BLENDER me notificó judicialmente para que me apersonara a hacer el programa antes conocido como “Hay Algo Ahí” el día de hoy.
— Rebord Khan (@tomasrebord) June 29, 2026
Fuimos ayer, con una escribana, y constatamos que no había ni cámaras, ni sonido, ni personal para poder salir al aire, como consta en la CD que les…

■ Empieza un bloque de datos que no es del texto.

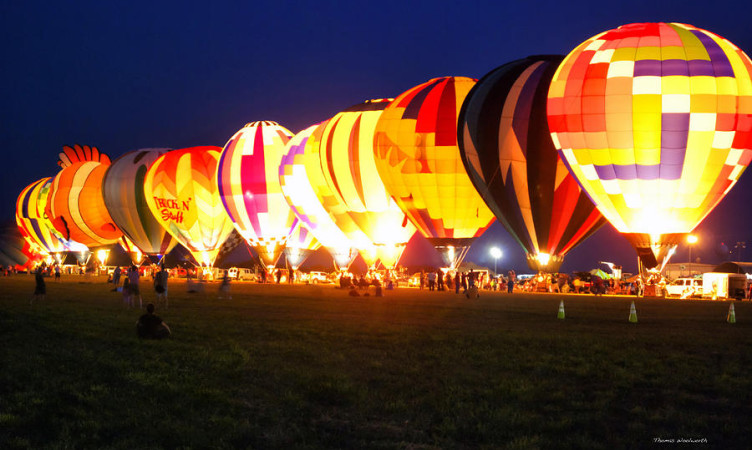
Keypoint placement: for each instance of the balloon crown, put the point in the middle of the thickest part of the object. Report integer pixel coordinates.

Acompañado por una escribana pública, el abogado y conductor constató en los estudios la ausencia absoluta de cámaras, sonido y personal técnico indispensable para la emisión. La respuesta de Rebord expuso el desguace operativo provocado por los despidos corporativos, ofreciendo irónicamente transmitir de forma remota mientras ponía el foco en los severos problemas técnicos que ya exhiben otras figuras de la señal, desnudando la precariedad de la gestión actual.
El contraataque definitivo del conductor apuntó directo a la línea de flotación de los negocios del grupo empresario. Rebord advirtió que dedicará su próximo especial al esquema de financiamiento de Misiones, territorio de origen de Marini y terminal política de sus principales acuerdos comerciales. En las plataformas digitales, el posicionamiento del público consolidó la tendencia No Hay Nada Ahí, transformando un conflicto laboral en una crisis de reputación para el capital privado.